Though you're correct in your assessment that Robert Lee Chauncey has a criminal history, as others have pointed out, it's important to look at the exact nature of those criminal offenses. It's especially important for judges to look closely at those offenses. But I suppose some feel that all citizens who display any form of criminality should be bunched together into one monolithic group.

You make the assumption that I'm not a productive member of society, as if that were any of your business in the first place. Perhaps you overlook the possibility that I may be a productive shambling dreg. Such presumptions inquiries are always most revealing of the person doing the asking. What if I told you that I got my arms and legs blown off in Iraq, defending your freedom (as the propaganda would have you believe), would you still post some pontificating comment in that superior tone? I'll bet you would.

And if I may be permitted to make an assumption of my own, I'd be willing to bet dollars to doughnuts that you're a Republican and a Bush supporter as well, someone who believes in the enforcement of the law and order at any cost, irregardless of fairness or any accepted interpretation of what constitutes justice. Am I warm?

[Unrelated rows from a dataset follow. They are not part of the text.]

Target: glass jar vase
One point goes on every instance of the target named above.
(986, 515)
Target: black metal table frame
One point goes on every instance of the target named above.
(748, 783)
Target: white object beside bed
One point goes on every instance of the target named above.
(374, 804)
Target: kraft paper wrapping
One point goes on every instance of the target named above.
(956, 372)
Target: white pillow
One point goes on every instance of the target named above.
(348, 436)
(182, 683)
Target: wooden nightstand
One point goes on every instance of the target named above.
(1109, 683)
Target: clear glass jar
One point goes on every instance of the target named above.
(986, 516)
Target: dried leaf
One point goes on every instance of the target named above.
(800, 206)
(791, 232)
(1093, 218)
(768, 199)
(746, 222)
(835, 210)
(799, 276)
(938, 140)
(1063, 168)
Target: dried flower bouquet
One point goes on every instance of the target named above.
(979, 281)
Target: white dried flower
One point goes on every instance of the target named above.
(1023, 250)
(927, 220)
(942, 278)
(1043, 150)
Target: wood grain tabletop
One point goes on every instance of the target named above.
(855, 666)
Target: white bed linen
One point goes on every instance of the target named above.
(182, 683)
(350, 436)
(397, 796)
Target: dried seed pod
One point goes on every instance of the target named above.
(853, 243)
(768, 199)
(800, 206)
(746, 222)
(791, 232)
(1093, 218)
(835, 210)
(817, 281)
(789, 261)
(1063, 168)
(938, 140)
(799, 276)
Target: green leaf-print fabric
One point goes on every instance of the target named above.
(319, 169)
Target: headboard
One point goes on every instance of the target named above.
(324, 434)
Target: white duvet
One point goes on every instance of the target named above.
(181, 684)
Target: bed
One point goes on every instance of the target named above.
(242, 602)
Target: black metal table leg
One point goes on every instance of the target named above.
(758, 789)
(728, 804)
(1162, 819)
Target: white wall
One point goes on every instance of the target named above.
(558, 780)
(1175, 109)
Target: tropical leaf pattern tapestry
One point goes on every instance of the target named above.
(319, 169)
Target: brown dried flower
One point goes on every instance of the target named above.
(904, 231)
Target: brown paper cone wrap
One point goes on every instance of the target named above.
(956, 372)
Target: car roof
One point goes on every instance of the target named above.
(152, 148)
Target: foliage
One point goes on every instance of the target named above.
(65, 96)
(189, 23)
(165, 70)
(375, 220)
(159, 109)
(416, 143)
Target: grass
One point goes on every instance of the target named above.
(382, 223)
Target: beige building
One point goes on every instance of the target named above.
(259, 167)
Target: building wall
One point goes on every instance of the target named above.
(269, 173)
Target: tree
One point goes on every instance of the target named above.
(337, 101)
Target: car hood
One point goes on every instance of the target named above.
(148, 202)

------------------------------------------------

As to the arrest in this case and the question of federal jurisdiction, the name (Mary Fast Horse) in the appellate decision would lead me to believe that these are possibly Native Americans. Perhaps these offenses occurred on reservation land.

In reading a number of comments on this case in a few different blogs I've heard racism mentioned more than once, and I would not rule out that possibility with regard to the local police and their dealings with Native Americans in South Dakota.

Posted by: Aaron | Aug 28, 2005 2:05:52 AM

It isn't a widely know fact, and isn't directly applicable to this case, the a very large share of all violent crimes punished in federal court are either bank robberies or crimes committed on reservations. In the vast majority of other cases, serious violent crimes are prosecuted in state court.

Posted by: ohwilleke | Aug 29, 2005 1:23:54 PM

I'm not professionally connected with the legal system, just a victim.
What all seems academic here is not viewed by the reality of being a citizen that has beaten a case wrongfully prosecuted. After the case the prosecutor would say that the system worked, which we all know is bull. At least I do as I was the one in the defendents' chair. Ten years later, long forgotten, the call for jury duty comes to my door.Having spent many years of my younger years with the Marine Corps I finally had the opportunity to fully understand our original phrase that, "Payback is a Bitch". I am sure you can figure out the rest of the course of the case. My point is that we frequently deserve the justice system that we get. Doing nothing about it allows it to continue.